JuliaCon 2020 (times are in UTC)

Solving Practical Allotment Problems with Julia
07-31, 13:30–13:40 (UTC), Green Track

Allotting the best possible choice to each individual as per their preferences while adhering to total available positions and satisfying quality constraints is a common practical problem. Using Julia helped us get a tenfold speedup over our previous Python implementation.

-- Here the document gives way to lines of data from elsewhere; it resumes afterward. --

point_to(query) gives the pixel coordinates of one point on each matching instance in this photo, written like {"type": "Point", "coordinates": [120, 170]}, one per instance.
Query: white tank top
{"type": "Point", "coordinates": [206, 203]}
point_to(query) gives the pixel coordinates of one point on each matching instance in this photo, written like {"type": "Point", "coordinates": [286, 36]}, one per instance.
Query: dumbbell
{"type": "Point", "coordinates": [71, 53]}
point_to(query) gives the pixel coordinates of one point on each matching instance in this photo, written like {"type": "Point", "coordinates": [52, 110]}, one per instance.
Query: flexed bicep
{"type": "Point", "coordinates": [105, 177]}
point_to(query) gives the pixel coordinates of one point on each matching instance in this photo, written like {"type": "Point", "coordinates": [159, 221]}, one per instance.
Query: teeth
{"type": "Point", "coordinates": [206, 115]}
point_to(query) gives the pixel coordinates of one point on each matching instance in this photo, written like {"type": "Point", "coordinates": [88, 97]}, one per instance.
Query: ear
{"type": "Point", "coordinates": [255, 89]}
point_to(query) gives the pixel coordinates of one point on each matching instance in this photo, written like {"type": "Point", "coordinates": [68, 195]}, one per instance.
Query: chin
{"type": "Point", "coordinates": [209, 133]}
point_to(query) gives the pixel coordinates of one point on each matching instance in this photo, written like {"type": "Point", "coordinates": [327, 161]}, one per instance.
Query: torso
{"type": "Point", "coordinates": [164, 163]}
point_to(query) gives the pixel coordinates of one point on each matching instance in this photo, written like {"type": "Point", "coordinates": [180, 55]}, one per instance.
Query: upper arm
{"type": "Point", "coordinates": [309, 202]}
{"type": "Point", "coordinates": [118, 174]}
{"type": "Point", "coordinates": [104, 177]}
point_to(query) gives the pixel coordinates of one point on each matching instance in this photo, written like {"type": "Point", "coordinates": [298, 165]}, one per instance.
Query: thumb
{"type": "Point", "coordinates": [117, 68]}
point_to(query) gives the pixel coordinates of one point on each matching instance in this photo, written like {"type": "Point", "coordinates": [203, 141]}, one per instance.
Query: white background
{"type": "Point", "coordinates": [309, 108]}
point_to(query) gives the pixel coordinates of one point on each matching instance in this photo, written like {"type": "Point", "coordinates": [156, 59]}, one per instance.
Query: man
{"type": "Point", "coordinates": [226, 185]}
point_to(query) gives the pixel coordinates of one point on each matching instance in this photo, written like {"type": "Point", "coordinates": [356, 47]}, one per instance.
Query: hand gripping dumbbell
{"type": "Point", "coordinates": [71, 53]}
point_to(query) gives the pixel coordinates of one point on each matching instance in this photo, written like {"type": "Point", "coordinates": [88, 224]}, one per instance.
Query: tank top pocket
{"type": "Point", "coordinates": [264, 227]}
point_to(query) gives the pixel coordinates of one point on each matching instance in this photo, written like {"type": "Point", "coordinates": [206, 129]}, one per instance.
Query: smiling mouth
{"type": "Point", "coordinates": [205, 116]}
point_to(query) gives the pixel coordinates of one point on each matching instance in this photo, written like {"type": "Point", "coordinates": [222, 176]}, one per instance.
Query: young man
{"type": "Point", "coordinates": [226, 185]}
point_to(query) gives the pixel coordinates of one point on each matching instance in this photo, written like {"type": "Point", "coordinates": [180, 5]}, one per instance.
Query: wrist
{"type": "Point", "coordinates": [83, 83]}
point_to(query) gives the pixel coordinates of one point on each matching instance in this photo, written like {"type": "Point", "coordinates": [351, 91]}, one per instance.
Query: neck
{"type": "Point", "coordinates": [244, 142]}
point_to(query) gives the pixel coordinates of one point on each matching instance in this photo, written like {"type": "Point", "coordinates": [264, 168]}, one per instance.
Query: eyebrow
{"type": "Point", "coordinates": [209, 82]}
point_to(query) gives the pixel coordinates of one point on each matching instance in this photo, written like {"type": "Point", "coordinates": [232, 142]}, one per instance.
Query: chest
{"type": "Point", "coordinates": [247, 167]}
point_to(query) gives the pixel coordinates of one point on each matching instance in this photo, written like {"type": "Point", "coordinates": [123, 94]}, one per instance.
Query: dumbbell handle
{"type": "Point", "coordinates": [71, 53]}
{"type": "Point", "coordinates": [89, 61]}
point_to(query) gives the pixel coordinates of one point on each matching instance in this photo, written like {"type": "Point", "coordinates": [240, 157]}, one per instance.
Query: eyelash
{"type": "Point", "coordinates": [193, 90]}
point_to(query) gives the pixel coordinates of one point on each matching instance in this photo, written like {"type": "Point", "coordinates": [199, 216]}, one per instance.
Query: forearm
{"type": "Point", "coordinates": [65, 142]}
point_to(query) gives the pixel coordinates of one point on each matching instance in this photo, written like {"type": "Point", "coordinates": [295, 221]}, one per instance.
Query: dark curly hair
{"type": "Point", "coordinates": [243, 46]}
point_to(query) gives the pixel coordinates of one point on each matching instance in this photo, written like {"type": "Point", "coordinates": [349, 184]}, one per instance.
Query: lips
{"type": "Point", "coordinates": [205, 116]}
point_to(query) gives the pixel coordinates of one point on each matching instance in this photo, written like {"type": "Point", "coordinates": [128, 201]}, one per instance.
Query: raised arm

Allotting interviewers to candidates, teaching assistants to courses, and invigilators to exams are routine problems at our university. These types of problems are combinatorially hard to solve and consumed significant staff-hours for manually coming up with decent allotments. We model such allotment problems as a Bipartite graph matching and develop a stochastic optimization approach to obtain an approximate solution. We developed a computational approach requiring no manual effort, which offers better allotments than previous manual solutions. We initially implemented this in Python, which brought down the time required for obtaining an allotment to a couple of CPU-hours. By reimplementing the solver in Julia, we got a speedup of 13x over the Python implementation. In particular, we were surprised to find how fast Julia is for implementing iterative algorithms.

I am a Ph.D. student with the Vision and Image Processing Group at the Indian Institute of Technology Bombay. My research interests are Computational Cameras and Machine Learning. Apart from my research, I work on side projects on Automation and Visualization.